No. Not me. But here I was driving home to Michelle like a dopey dog who had broken his leash only to sniff his way back home. A woman I didn't really love but who I was supposed to love because she was my why not and a pretty good might as well, but certainly not the one. Not to forsake all others. Because she sweats and bleeds and her hair grows and she blinks and cries and laughs and her body has a half dozen apertures that make her special. One that takes food and air and speaks words, eloquent or otherwise, one that pees and menstruates and accepts penis(es) and issues babies, one that poops, a few more that hear and a few more that breathe and smell. So in her assembly of these finer things, what some mortal unwitting God in some factory in Poughkeepsie felt that Tatiana didn't need, Michelle was suitable for me and I was abiding by the natural law to which I was bound by my birth.


Michelle greeted me at the door. It was now our door. She had moved some more of her things in. Her cats were staggering around the house searching for a sense of familiarity, trying desperately to get their bearings and to determine if this was a hostile environment or a hospitable one. They were both females so they were forced to be lesbians or to be asexual or to find a means to escape and in their unspoken feline quandary, I somehow related. I was never particularly fond of cats, but there I was, laying out litter boxes for them and pouring in the gray sand-like crystals that smelled like lavender, recalling the jingle of the commerical that played over and over, wondering why lavender. And if their litter was also available in citrus or pine blends or perhaps vanilla sugar cookie. Knowing this is what it is to be normal. To wonder such ridiculous things you never speak of. To sing that jingle in my head as I was pouring in the litter and inhaling in the dust as the cats stirred impatiently. 


Aperture priority. That is what Michelle said. I have only known aperture to mean a hole of some sort, and have only related it to anatomical considerations, never to cameras. 


"It is a setting on cameras for taking pictures of things that are still. Your ex-girlfriend was more than a novice," she said holding the Nikon I bought Tatiana, flipping through images. 


"Who?"


"Your ex-girlfriend. Tatiana. I hope you don't mind, but I was planning on using that spare room for my office. We talked about it. Remember?
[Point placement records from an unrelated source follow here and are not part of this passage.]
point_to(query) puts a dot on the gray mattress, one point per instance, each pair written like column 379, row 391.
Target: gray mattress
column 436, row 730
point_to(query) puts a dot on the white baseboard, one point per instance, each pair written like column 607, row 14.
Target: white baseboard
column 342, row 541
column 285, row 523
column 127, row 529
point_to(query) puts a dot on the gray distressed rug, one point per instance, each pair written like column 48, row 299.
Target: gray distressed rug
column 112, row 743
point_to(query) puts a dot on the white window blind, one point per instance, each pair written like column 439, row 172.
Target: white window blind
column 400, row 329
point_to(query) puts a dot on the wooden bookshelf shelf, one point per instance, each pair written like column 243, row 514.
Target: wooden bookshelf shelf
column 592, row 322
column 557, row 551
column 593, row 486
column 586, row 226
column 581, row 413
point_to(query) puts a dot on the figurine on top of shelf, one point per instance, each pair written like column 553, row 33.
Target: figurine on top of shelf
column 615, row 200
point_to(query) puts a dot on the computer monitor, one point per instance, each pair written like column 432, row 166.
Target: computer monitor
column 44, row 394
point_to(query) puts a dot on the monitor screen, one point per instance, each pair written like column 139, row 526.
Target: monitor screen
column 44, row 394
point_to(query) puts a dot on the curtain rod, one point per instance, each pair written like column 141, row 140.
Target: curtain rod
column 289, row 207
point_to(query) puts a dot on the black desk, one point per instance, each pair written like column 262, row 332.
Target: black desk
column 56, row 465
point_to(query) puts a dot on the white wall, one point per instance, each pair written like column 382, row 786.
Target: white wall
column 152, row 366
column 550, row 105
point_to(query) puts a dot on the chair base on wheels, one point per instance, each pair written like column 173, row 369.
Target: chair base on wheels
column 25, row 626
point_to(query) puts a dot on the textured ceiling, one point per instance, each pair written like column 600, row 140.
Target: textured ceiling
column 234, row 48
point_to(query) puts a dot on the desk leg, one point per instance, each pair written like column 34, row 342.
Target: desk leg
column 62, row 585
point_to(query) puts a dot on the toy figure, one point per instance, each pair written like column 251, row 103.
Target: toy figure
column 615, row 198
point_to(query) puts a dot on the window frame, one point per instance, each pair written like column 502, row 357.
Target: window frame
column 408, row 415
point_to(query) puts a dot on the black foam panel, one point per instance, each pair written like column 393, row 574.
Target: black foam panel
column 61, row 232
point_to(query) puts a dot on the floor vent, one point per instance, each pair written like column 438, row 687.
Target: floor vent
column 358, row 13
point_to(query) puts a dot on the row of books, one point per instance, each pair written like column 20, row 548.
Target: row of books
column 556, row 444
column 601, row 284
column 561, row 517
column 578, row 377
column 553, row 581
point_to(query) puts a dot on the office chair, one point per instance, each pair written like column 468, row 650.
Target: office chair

I was just looking through the pictures she took of birds. She got some really beautiful shots!"


I stood up from the litterboxes and rubbed the lavender clouds out of my eyes to look for myself. And sure enough, on the camera I bought her, Tatiana had taken some beautiful pictures of birds. Orioles, cardinals, blue Jays, even an owl. There were also pictures of sunlight streaming through the window and filling the room. Of rain cascading down the window. Of peaceful but sullen things. Things of longing and dreaming. I wasn't as surprised as I should have been. I wasn't surprised at all. 


I thought to go after her. To tell Michelle to beat it. To give Rhonda her money back. Offer her a thousand more, if necessary. But I didn't. I just didn't. I put the damn camera in a drawer and helped Michelle unpack her things. I lack human interest, it seems, but I was decidedly being more human than ever. Thinking and feeling less for myself since others have already done so for me. Sometimes I get the camera out and look at those pictures. But sometimes I don't. And maybe in a while, I will forget.